The old man wondered about what the ghost of William Blake would have to say if he had seen Adolf Hitler and the Nazi Party revel in burning oppositional literature. If he had read Bradbury’s Fahrenheit 451. Burning books is perhaps one of the greatest crimes ever committed by humanity, and illustrates in sharp relief its intolerance and xenophobia. As if our brief human lives weren’t enough of a burning to ash and dust, we attempt to erase each other from memory.
But here in his surviving work, as Blake described the brevity and immortality of things, was a philosophy that was so deeply idealistic and hopeful that it was beautiful even to a dying man. That is because it is a philosophy that postulates transience, a philosophy that suggested that things don’t have to be immortal to live forever. Blake had stood by his beliefs all his life. Even as he condemned the institution of the Church, he had remained a devout believer in the Bible to the end of his days. His last words were hymns and prayers to Christ.

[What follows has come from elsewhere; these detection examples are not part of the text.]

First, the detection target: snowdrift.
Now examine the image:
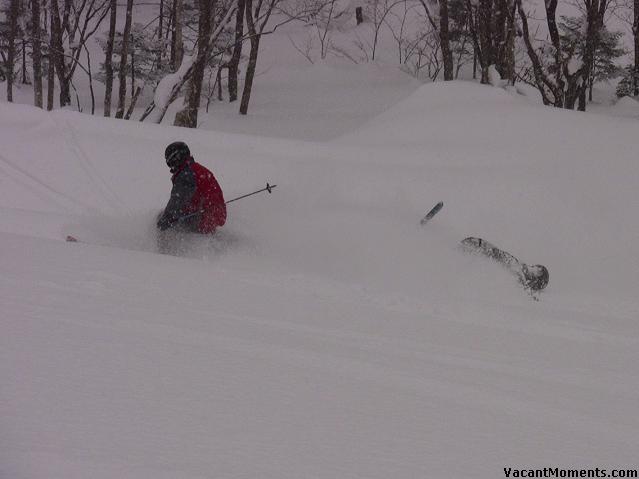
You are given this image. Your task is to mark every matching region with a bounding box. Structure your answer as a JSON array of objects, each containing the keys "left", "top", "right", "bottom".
[{"left": 0, "top": 83, "right": 639, "bottom": 479}]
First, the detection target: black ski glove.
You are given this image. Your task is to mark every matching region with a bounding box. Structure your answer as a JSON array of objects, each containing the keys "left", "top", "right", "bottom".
[{"left": 157, "top": 216, "right": 173, "bottom": 231}]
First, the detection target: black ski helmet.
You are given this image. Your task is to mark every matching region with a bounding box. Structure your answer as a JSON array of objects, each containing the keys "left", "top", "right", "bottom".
[
  {"left": 526, "top": 264, "right": 550, "bottom": 291},
  {"left": 164, "top": 141, "right": 191, "bottom": 169}
]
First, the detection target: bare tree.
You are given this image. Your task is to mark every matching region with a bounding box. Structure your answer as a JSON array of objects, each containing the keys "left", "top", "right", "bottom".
[
  {"left": 240, "top": 0, "right": 279, "bottom": 115},
  {"left": 115, "top": 0, "right": 133, "bottom": 118},
  {"left": 466, "top": 0, "right": 516, "bottom": 83},
  {"left": 368, "top": 0, "right": 406, "bottom": 61},
  {"left": 228, "top": 0, "right": 244, "bottom": 102},
  {"left": 104, "top": 0, "right": 118, "bottom": 116},
  {"left": 49, "top": 0, "right": 109, "bottom": 106},
  {"left": 173, "top": 0, "right": 217, "bottom": 128},
  {"left": 31, "top": 0, "right": 42, "bottom": 108},
  {"left": 140, "top": 0, "right": 237, "bottom": 123},
  {"left": 171, "top": 0, "right": 184, "bottom": 71},
  {"left": 6, "top": 0, "right": 20, "bottom": 102},
  {"left": 47, "top": 5, "right": 56, "bottom": 111},
  {"left": 517, "top": 0, "right": 609, "bottom": 111},
  {"left": 632, "top": 0, "right": 639, "bottom": 96}
]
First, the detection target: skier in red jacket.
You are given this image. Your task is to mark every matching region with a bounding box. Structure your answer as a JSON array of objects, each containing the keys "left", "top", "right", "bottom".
[{"left": 157, "top": 141, "right": 226, "bottom": 240}]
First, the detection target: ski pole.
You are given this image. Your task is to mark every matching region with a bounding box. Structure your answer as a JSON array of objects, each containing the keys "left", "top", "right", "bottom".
[
  {"left": 174, "top": 183, "right": 277, "bottom": 223},
  {"left": 226, "top": 183, "right": 277, "bottom": 205}
]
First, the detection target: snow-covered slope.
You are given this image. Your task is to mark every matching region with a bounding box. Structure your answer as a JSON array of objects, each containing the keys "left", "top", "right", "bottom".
[{"left": 0, "top": 83, "right": 639, "bottom": 479}]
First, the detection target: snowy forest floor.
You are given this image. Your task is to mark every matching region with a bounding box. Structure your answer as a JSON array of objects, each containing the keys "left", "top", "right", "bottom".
[{"left": 0, "top": 46, "right": 639, "bottom": 479}]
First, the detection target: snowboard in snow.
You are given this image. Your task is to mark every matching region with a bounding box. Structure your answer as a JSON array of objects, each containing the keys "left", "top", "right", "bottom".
[
  {"left": 461, "top": 237, "right": 550, "bottom": 293},
  {"left": 419, "top": 201, "right": 444, "bottom": 226}
]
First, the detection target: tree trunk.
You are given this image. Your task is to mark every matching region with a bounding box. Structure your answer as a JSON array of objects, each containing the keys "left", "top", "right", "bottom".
[
  {"left": 632, "top": 0, "right": 639, "bottom": 96},
  {"left": 173, "top": 0, "right": 217, "bottom": 128},
  {"left": 104, "top": 0, "right": 118, "bottom": 116},
  {"left": 240, "top": 34, "right": 260, "bottom": 115},
  {"left": 31, "top": 0, "right": 42, "bottom": 108},
  {"left": 45, "top": 3, "right": 55, "bottom": 111},
  {"left": 115, "top": 0, "right": 133, "bottom": 118},
  {"left": 6, "top": 0, "right": 19, "bottom": 102},
  {"left": 50, "top": 0, "right": 71, "bottom": 107},
  {"left": 157, "top": 0, "right": 164, "bottom": 70},
  {"left": 439, "top": 0, "right": 453, "bottom": 81},
  {"left": 171, "top": 0, "right": 184, "bottom": 71},
  {"left": 228, "top": 0, "right": 244, "bottom": 102},
  {"left": 478, "top": 0, "right": 495, "bottom": 84}
]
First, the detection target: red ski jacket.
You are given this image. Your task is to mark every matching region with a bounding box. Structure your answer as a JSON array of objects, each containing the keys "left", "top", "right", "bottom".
[{"left": 164, "top": 158, "right": 226, "bottom": 234}]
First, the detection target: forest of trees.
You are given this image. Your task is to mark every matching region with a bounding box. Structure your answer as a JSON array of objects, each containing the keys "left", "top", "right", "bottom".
[{"left": 0, "top": 0, "right": 639, "bottom": 124}]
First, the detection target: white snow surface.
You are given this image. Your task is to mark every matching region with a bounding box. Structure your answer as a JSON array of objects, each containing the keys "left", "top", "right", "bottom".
[{"left": 0, "top": 80, "right": 639, "bottom": 479}]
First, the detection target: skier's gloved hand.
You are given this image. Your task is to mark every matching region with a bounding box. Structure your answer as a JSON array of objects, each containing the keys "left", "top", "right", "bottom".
[{"left": 157, "top": 216, "right": 173, "bottom": 231}]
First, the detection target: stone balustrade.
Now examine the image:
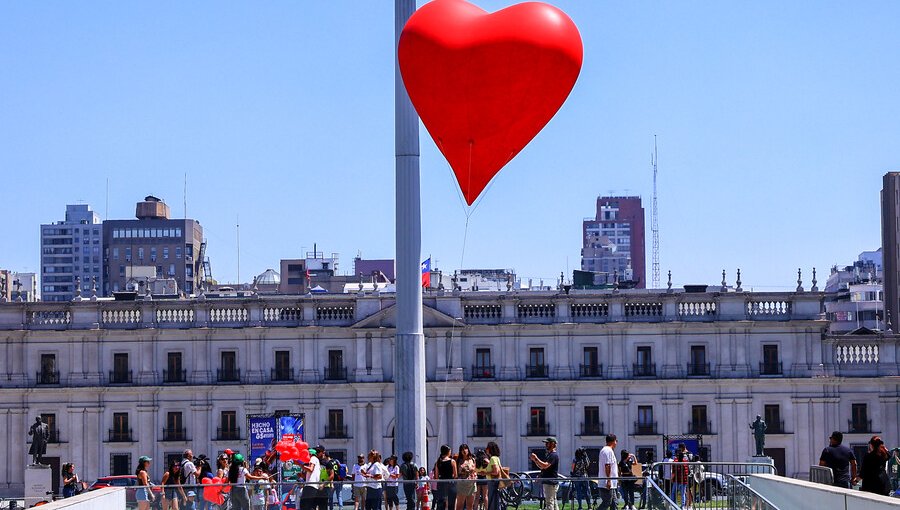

The location of his grave is lost in the annals of time, his gravestone a slab of stone merely stating that he lies nearby. The octogenarian thought it was a wonder at all that we still remember William Blake at all, when so much was lost. He pitied Blake, for he was certain that the Blake we remember is incomplete, as though we read his biography from a half-burned book.
He sat back down at the table, finally having decided what to write. Picking up the battered fountain pen, he set the nib down on paper and began.
“Dear one,” he wrote, “I am your great grandfather and you are the last of my kin. You don’t know me, but if you have read William Blake’s words, you will understand who I am. If not, I leave you his work, and you can discover that for yourself.
“You remain the only descendant of mine who outlives me, and I have come to realize that even though nothing lasts, we live for the preservation of memory so that not much will be lost despite it. I might be mortal, but I am immortal in you, the last of my blood outside my own veins. I pass on, but I hope you will remember me by what I leave you. I hope that nothing will be lost like Blake was. I wish you great bliss in your life, and I will wait for you at the eternal place where your stream meets the endless ocean beyond with the fanfare of foam and froth. Take as much time as you need.
He blotted a stray drop of ink with the care a dying man offers to his last task, deliberately, lovingly, slowly. He ended the letter with the same care, “With love that lasts beyond death, an old man.”
He placed the letter on top of the yellowing sheaf and put the pen away as though he were going to use it again.. Maybe his heirs would treasure it, and then again, maybe not. He sat there for a few moments, wondering if it would matter.
Finally, all his tasks done, he painstakingly rose again and made his way to his porch and settled into his old rocking chair, staring out over the farms and forests, patiently studying his legacy as he waited for death to turn the corner. The lawyers would handle the rest. He was at peace.